Steven Universe Sees Sadness in “Future Boy Zoltron”

Last week, we got a look at the darkness bottled up within Steven Universe, a boy who’s always been much better at solving others’ problems than reckoning with his own. As deeply emotionally satisfying as it was to spend time in that hole, it was probably necessary for the show to fish us back out—remember, lots of kids watch Steven Universe, and they shouldn’t be deprived of all silly levity. “Future Boy Zoltron” planted us back on our feet with a typical example of Steven getting into an absurd situation and, from there, laying down some real talk with someone who needs it. This won’t be an episode we look back upon as a classic, but there was enough interesting material to merit some discussion, starting with…
THE INEVITABLE CONCLUSIONS OF A DEPRESSED MIND
As many various mental states as this show has depicted, we’ve only really seen it take depression head-on once: when Amethyst went through her rough patch after getting poofed by Jasper. And even though it was a marvelous depiction of the disorder—I’m thinking specifically of her malaise in “Steven vs. Amethyst”—at the time it was framed more in view of Amethyst’s raging inferiority complex. Last night’s Mr. Frowney was the first character we’ve met who you could reasonably infer suffers from clinical depression or dysthymia (less severe but more chronic than major depression).
In a way, he’s a caricature of the illness, what with his trench coat, his muted color scheme and a face of which every constituent part seems to droop. That bothered me a little bit, as Steven Universe has thrived on nuanced, realistic characters. You could argue that Mr. Frowney’s appearance is a visual manifestation of a depressed person’s mental state, perhaps. But he’s given a history with Mr. Smiley, a context within the show’s world that forces us to consider him as a real character. And real depressed people, quite simply, aren’t often as stereotypically depressed-looking or depressed-sounding as Mr. Frowney. It was hard to invest in his plight—much harder than it was to get emotionally involved with Amethyst’s self-destructive tryst a few weeks ago—because it was hard to buy him as a person. This show has set the bar too high for me to casually accepted hackneyed characters.
What Steven Universe DOES get right, though, is the cognitive process by which depressed people view the world. One of the primary symptoms of the condition is a persistent negative thinking pattern, wherein the affected person interprets everything they experience in a pessimistic light. Depression is incredibly tricky to defeat without intervention because people who suffer from it are unable to wrench themselves out of the rut they’re in; they’re only capable, so long as the depressive episode lasts, of digging themselves deeper. Positive thoughts about themselves and the world, which would be a salvo, become nearly impossible to entertain, and the cycle persists until the underlying causes of the ailment are remedied, ideally by a combination of pharmaceutical intervention and cognitive-behavioral therapy.
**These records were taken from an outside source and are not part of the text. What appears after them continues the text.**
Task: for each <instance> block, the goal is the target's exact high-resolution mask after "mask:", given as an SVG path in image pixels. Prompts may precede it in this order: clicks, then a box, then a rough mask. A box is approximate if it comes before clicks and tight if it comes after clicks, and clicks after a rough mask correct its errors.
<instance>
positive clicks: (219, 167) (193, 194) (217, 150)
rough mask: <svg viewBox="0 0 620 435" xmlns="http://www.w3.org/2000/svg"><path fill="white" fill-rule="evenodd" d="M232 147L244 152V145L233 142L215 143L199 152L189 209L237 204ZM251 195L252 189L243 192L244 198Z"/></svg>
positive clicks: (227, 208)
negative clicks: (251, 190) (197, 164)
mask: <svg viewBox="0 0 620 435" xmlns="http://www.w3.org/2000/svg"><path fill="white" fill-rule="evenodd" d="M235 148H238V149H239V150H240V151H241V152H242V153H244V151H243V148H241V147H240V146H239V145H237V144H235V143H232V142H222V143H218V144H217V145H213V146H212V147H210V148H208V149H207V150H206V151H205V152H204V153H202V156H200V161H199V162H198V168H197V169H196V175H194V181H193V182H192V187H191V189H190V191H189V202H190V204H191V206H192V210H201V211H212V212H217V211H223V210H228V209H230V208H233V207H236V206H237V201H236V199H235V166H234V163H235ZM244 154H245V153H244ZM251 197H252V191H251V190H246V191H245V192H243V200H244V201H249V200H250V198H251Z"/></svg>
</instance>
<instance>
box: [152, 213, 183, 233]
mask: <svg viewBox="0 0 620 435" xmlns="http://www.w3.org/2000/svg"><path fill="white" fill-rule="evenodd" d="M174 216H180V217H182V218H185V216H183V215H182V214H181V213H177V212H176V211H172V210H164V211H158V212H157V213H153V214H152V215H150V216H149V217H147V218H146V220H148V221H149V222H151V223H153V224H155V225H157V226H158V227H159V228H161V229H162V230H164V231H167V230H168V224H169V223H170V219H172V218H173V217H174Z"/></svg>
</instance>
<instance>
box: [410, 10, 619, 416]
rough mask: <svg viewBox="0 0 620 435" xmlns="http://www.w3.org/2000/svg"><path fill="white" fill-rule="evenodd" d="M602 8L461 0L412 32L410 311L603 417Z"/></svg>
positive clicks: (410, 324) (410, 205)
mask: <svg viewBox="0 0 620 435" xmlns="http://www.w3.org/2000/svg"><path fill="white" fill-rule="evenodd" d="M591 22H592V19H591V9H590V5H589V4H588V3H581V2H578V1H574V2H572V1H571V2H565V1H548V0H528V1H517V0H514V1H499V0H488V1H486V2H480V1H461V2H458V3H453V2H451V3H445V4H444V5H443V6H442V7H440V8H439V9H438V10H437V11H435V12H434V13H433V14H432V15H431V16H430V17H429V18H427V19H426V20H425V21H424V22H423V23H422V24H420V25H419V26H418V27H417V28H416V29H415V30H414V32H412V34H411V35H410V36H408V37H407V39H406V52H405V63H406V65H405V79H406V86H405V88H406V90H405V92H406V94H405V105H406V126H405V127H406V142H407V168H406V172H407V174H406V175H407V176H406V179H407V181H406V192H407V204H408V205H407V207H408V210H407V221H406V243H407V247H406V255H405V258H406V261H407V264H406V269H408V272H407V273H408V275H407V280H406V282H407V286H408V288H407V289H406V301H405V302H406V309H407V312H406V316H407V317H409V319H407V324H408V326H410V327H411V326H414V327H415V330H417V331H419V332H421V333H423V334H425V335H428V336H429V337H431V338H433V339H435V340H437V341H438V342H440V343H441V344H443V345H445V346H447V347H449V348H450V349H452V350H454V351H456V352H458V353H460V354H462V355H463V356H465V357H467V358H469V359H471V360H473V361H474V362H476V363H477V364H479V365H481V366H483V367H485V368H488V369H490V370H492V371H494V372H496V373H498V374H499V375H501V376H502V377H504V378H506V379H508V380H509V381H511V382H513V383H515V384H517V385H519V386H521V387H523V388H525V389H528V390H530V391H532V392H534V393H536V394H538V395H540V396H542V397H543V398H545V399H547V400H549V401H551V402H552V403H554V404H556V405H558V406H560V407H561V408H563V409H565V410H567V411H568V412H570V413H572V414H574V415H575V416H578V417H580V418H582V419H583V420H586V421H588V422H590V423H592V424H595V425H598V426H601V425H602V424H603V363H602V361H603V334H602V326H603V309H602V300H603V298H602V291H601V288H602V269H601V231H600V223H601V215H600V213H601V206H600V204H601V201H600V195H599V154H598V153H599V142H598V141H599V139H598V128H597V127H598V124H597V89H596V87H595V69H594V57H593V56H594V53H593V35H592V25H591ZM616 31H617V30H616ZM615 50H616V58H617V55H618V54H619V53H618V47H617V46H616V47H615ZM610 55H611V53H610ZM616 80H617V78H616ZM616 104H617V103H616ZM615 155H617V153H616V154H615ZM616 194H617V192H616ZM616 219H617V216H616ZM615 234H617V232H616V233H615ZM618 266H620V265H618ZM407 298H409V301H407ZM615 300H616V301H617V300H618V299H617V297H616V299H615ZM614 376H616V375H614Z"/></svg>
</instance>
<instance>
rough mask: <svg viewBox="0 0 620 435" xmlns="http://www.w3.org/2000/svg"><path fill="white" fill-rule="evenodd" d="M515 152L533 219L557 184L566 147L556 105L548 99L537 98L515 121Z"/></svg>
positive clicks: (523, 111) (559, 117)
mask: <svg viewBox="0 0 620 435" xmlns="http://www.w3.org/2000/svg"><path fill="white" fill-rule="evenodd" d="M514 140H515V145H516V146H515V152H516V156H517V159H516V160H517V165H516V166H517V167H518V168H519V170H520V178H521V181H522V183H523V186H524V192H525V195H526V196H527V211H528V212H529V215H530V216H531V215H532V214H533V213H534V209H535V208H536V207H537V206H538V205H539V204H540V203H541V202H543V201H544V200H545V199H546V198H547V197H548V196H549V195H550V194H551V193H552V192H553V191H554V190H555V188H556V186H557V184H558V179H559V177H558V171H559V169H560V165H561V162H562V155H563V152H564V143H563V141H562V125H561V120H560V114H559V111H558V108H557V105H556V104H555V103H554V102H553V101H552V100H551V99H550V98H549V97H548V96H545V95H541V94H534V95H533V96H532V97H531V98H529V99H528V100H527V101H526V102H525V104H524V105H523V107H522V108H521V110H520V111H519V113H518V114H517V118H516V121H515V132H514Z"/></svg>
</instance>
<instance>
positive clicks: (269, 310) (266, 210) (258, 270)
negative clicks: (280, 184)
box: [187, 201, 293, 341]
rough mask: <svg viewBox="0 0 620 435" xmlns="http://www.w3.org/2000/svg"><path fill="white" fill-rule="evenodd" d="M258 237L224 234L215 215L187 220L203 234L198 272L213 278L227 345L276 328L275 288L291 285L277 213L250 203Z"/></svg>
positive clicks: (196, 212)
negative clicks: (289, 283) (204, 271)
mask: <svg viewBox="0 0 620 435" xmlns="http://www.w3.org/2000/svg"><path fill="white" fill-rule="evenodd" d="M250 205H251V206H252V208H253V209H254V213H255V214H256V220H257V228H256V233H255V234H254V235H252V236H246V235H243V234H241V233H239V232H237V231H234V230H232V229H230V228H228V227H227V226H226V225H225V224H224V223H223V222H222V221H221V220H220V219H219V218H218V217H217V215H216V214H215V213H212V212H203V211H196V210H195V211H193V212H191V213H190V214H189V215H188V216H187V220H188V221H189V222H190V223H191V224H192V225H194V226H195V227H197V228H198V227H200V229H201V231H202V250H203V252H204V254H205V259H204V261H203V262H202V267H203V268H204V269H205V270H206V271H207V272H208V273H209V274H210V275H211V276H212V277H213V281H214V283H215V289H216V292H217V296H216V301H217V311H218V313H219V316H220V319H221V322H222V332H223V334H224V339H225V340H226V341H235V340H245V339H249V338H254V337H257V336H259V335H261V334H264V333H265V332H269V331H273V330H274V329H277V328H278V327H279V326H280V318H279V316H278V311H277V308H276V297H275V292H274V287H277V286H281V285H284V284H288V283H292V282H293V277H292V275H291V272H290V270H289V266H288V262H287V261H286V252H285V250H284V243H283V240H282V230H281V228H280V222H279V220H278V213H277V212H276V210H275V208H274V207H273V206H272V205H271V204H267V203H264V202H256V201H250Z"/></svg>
Garnet’s future vision is a brilliant way to visualize a depressed person’s distorted thinking. We’ve heard it described before as the ability to see multiple possible courses that spacetime might follow—I’d dig deeper in terms of the scientific implications, but I don’t want to get stuck in that quantum tunnel. For the purposes of “Future Boy Zoltron,” all that’s important to note is that future vision should enable its bearer to select the best possible path forward. It’s a really useful tool… unless you’re trying to help a depressed person overcome a negative thinking pattern. There’s no witticism that Steven can deliver on the spot that will cure Mr. Frowney of his depression or even place him on the road to recovery, because as much as Garnet has said that everyone chooses their own future, that proposition has become psychologically impossible for him at this moment; he’ll helplessly and inevitably twist his perceptions into some contortion that fits his dismal self-esteem. Steven is unable to help, because he’s not trained in cognitive-behavioral therapy and he can’t prescribe Prozac. That leaves our empathy hero pretty sad himself.